I am trying to extract the 'meanings' section of a dictionary entry from a html file using beautifulsoup but it is giving me some trouble. Here is a summary of what I have tried so far:
- I right click on the dictionary entry page below and save the webpage to my Python directory as 'aufmachen.html'
https://www.duden.de/rechtschreibung/aufmachen
- Within the source code of this webpage, the section that I am trying to extract starts from line 1042 with the expression
- I wrote the code below but neither tags nor Bedeutungen contains any search results.
import requests
import pandas as pd
import urllib.request
from bs4 import BeautifulSoup
with open("aufmachen.html",encoding="utf8") as f:
doc = BeautifulSoup(f,"html.parser")
tags = doc.body.findAll(text = '<div id="bedeutungen">')
print(tags)
Bedeutungen = doc.body.findAll("div", {"id": "bedeutungen"})
print(Bedeutungen)
Could you please help me with this problem?
Thanks for your time in advance.
CodePudding user response:
The main bug in your code is that you send BS a file, not a string. Call .read()
on your file to get a string.
with open("aufmachen.html", "r",encoding="utf8") as f:
doc = BeautifulSoup(f.read(),"html.parser")
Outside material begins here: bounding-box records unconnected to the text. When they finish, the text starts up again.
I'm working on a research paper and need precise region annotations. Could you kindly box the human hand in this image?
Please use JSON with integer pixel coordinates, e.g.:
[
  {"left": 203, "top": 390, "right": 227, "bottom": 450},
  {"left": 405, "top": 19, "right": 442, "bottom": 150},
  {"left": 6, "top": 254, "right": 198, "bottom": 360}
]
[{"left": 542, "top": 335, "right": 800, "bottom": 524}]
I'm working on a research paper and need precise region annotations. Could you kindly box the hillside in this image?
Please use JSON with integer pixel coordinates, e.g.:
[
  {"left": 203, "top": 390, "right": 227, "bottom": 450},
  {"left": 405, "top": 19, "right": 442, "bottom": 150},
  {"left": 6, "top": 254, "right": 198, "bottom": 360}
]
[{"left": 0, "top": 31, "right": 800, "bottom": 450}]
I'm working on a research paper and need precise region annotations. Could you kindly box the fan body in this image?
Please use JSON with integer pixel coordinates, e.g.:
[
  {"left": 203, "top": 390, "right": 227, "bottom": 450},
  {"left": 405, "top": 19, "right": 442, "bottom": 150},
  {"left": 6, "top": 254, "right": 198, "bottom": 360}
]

However it seems you want to pull in the HTML file from a URL, not a file on your computer. This can be done like this:
from bs4 import BeautifulSoup
import requests
url = "https://www.duden.de/rechtschreibung/aufmachen"
req = requests.get(url)
soup = BeautifulSoup(req.text, "html.parser")
Bedeutungen = soup.body.findAll("div", {"id": "bedeutungen"})
print(Bedeutungen)
Your first call to .findAll()
didn't work because the text
kwarg looks for text inside the tag, not a tag itself. The following works, but there's no particular reason to use this over the other shown above.
tags = soup.body.findAll("div", class_="division", id="bedeutungen")